A minimax algorithm is about creating a function that evaluates a certain position of the game. The idea is that we include two players for evaluating the position. The first player is represented by X (the cpu), and the actual human player is represented with O.

A position is evaluated in a simple way. Each of the two players gets a score representing his current position in the game. Suppose that we have a grid like :

| O | O |   |

|     | X |    |

|      |     |    |

X for cpu, O for human and now is the CPU’s turn.
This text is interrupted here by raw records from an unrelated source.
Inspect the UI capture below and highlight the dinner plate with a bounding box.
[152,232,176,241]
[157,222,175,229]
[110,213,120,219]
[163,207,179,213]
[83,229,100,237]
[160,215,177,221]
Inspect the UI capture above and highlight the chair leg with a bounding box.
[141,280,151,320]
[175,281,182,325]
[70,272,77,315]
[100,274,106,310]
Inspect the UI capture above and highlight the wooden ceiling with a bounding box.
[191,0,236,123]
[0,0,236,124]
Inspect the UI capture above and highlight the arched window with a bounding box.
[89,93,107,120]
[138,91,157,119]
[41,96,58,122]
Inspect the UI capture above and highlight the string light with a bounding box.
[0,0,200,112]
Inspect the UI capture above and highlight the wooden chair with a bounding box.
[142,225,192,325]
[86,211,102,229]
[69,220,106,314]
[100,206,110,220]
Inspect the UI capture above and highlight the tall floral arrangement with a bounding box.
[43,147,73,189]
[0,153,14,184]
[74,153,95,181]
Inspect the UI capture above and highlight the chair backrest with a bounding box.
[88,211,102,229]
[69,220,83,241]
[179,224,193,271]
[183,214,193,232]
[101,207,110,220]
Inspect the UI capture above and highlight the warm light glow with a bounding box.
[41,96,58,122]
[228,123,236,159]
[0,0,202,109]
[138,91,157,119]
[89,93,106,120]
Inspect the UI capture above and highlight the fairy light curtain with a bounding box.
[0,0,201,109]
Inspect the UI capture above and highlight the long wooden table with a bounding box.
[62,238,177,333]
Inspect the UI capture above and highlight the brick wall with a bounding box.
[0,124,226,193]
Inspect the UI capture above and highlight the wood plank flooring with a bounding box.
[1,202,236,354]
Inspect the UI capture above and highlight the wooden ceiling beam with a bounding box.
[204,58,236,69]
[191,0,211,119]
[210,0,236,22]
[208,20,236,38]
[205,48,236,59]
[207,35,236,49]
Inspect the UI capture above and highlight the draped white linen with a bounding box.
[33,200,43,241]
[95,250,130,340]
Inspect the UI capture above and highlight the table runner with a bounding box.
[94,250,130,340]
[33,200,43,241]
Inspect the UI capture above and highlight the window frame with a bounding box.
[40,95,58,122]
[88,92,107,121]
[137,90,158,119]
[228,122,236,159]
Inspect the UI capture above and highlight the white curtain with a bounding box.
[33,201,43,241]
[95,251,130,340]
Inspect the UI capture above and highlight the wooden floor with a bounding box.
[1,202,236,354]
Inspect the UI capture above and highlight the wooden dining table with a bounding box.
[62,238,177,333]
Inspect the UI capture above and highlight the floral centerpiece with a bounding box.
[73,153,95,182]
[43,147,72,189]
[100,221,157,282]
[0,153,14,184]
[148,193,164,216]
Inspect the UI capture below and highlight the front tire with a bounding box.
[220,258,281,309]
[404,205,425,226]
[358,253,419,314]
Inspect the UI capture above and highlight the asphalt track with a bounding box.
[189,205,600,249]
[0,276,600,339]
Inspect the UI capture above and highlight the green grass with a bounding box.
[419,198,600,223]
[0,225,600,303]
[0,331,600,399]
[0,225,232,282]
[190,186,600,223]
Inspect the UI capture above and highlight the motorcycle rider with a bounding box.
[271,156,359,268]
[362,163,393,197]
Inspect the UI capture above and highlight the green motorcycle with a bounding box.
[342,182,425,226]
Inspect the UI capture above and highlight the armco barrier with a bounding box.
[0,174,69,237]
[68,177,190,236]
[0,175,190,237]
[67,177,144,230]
Our algorithm has to correctly evaluate the position and add its X to the position 3 of the tic tac toe grid. The idea now is to evaluate every possible position. As you see, there are 5 possible positions for the computer to place its mark. Let’s evaluate each one, according to the algorithm above :

Placing X at Position 3 => 3*x2 + x1 – ( 3*O2 + O1 ) => 3*1 + 2 – (3*0 + 1) = 4

Placing X at Position 4 => 3*x2 + x1 – ( 3*O2 + O1 ) => 3*1 + 1 – (3*1 ) = 1

Placing X at Position 6 => 3*x2 + x1 – ( 3*O2 + O1 ) => 3*1 + 1 – (3*1 + 1) = 0

Placing X at Position 7 => 3*x2 + x1 – ( 3*O2 + O1 ) => 3*1 + 2 – (3*1) = 2

Placing X at Position 8 => 3*x2 + x1 – ( 3*O2 + O1 ) => 3*0 + 3 – (3*1 + 1) = -1

Placing X at Position 9 => 3*x2 + x1 – ( 3*O2 + O1 ) => 3*0 + 3 + (3*1 + 1) = -1

Take a look at the evaluations. Placing X at position 3 is the one that produces the best score and is indeed the best move that we could make ! Actually, any other move would result in our loss, so the algorithm evaluates the position correctly and the cpu makes the best move to defend itself.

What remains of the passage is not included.